In order to combat this possible drawback, Hillary Clinton has launched a clever announcement video in which she is not the focus. Along with the ad, she has rebranded herself and her campaign by redesigning her logo and website.
The logo is nothing fancy, but that is what is so appealing about the “H” with an arrow running through it. It’s fresh and it’s new. There’s nothing “pretty” about it. This was a huge step in the right direction because instead of letting her gender define her presidential campaign, she depersonalizes her message. She aims it toward the people.
The logo doesn’t say “Hillary,” and that’s brilliant. It’s an “H” and an arrow. That’s it.
However, there has been much controversy, and some crudely-hilarious remakes, over the logo floating around online. Her Republican opposition has chosen, not so subtly, their names as their logos. Ted Cruz and Rand Paul have similar logos amounting to nothing but their names and what is most likely a reference to Lady Liberty’s ever-burning torch. Marco Rubio, on the other hand, didn’t surprise anyone with his plain logo that consists of his name separated by a red star.
Luckily, Clinton’s marketing team makes up for her opponents’ lack of creativity.
The website that was launched with her announcement video is also a success. Though prominently displayed, the first thing that you see when opening the website is not the picture of her, but bold white letters that read “This starts with you.” It’s short and it’s sweet. Oh and guess what? It’s about you. The voter.
Now, this is by no means a new strategy. The plain folks appeal has been used time and time again with campaigns that ignite the fire in every-day Americans to vote because (insert practically any politician here) is the same as you and me. What’s different about Clinton’s campaign is that it’s believable.
Her announcement video is, in one word, diverse. It pictures families, different races, businessmen, college students, gay couples and more. In the world of advertisement, it is said that all you need to get people hooked is an animal, a child or an elderly person.
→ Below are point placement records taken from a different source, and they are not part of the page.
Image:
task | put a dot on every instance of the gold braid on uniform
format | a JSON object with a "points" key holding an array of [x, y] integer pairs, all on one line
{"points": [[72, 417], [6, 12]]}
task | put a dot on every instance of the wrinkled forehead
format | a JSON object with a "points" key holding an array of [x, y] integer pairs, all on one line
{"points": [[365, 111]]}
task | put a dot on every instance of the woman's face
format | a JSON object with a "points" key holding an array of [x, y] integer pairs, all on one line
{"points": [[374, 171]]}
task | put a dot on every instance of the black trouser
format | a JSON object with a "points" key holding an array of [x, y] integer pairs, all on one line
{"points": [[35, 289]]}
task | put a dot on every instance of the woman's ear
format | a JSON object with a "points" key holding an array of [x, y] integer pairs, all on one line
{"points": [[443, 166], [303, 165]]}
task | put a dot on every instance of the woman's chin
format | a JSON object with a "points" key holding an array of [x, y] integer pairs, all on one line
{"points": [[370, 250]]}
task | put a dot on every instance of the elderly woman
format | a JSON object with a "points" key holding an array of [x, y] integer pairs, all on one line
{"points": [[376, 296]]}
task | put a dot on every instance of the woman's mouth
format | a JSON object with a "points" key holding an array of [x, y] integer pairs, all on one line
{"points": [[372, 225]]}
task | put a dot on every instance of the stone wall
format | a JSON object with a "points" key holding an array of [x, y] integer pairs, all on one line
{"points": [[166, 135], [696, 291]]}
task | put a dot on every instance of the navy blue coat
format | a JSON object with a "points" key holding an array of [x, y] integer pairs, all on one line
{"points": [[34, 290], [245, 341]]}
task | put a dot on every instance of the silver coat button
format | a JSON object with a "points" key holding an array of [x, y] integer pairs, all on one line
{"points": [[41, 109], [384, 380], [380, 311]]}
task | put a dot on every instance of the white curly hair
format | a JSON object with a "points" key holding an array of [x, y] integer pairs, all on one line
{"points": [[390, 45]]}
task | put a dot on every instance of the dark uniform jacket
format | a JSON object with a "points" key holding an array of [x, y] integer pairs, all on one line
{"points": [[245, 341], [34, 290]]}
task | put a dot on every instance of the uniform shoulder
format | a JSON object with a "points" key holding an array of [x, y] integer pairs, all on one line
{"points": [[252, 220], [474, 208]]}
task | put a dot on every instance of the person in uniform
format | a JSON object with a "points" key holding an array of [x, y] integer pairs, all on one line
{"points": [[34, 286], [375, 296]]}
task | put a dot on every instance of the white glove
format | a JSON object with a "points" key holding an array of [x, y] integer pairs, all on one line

Well, this video does that and so much more.
It’s arguably the smartest announcement that has been released so far, as it not only showcases diversity but change as well. When Clinton comes on screen, she announces running in the 2016 presidential election. She then continues to say that just like the diverse group of people that are featured in her video, she is getting ready for a change.
One of her prominent quotes, “Everyday Americans need a champion and I want to be that champion,” is hands down where I applauded her in her campaign.
Unlike other politicians, she doesn’t use the plain folks appeal as a way to say that she is just like us “normal” people. Instead, she says that she wants to lead us. She understands the need for change, and she wants to help us get there.
In another one of her YouTube videos, she visits Kirkwood Community College in Iowa and explains that “the deck is still stacked,” for those on top. Meaning, the 1 percent is just getting richer while the poor are, well, you know.
She then goes on to address the subject of education costs and how families are falling more and more into debt each year in order to put their children through college.
“There’s something wrong,” she said.
And while she hasn’t yet explained what she plans to do to right this wrong, it is more than what most politicians have ever dared to say. Her presidential campaign is officially a week old but has already caught the attention of many.
Clinton has learned from her previous campaigns, and is now back and “getting ready.” With her fresh new redesign, it is a guarantee that she will pull out all of the stops to keep her modern campaign feel.